It's a good read, like most of the brulosophy exbeeriments. I hope they keep it up.


----------



## dannymars (23/4/15)

This is great... 

I've had many brews with starters, and many without... as a lot of the time I only pick up my ingredients for the batch at the LHBS on the morning of the brewday. I've not really noticed much difference between them, apart from the start (as confirmed in this article)

I made a BIG starter for my IIPA at OG: 1.088 ... but without a comparison, I have no idea if it made a difference. Certainly a fast start, but apart from that... who knows?


----------



## TheWiggman (23/4/15)

Actually of relevance, ever since I've used liquid yeast I've used a starter every time (excluding slurry repitching). I came to this conclusion from forum trolling and because my brew book recommended it, though only discussed 1l starters.

A few months ago I helped a mate out with the maiden brew on his new system then skipped town.
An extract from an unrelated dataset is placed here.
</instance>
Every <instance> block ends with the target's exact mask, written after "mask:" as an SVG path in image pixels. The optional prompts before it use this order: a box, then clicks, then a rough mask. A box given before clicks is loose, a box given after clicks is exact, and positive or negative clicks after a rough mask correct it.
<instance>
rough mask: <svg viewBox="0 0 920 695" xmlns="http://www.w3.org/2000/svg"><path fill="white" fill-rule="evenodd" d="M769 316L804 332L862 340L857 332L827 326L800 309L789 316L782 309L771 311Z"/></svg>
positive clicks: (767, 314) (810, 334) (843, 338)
Later on he sent me a message saying "yeast is in!" and I asked him how he got to making a starter so quickly. He didn't, and the Wyeast 3522 Belgian Ale was _just_ before its use-by. He gave it the smack before and thought that was the starter.
3 days later he tells me there's nothing happening and stresses that he needs to buy more yeast. I told him to wait it out, and that evening there were signs of life. 6 weeks later it's on tap and he's stoked with the results.

Certainly if push came to shove you could pitch an ale yeast straight out of a vial or smack pack and make yourself a beer, but being a no-chiller I schedule my ferments around my yeast. I don't think I'll be changing my habits in light of this article.


----------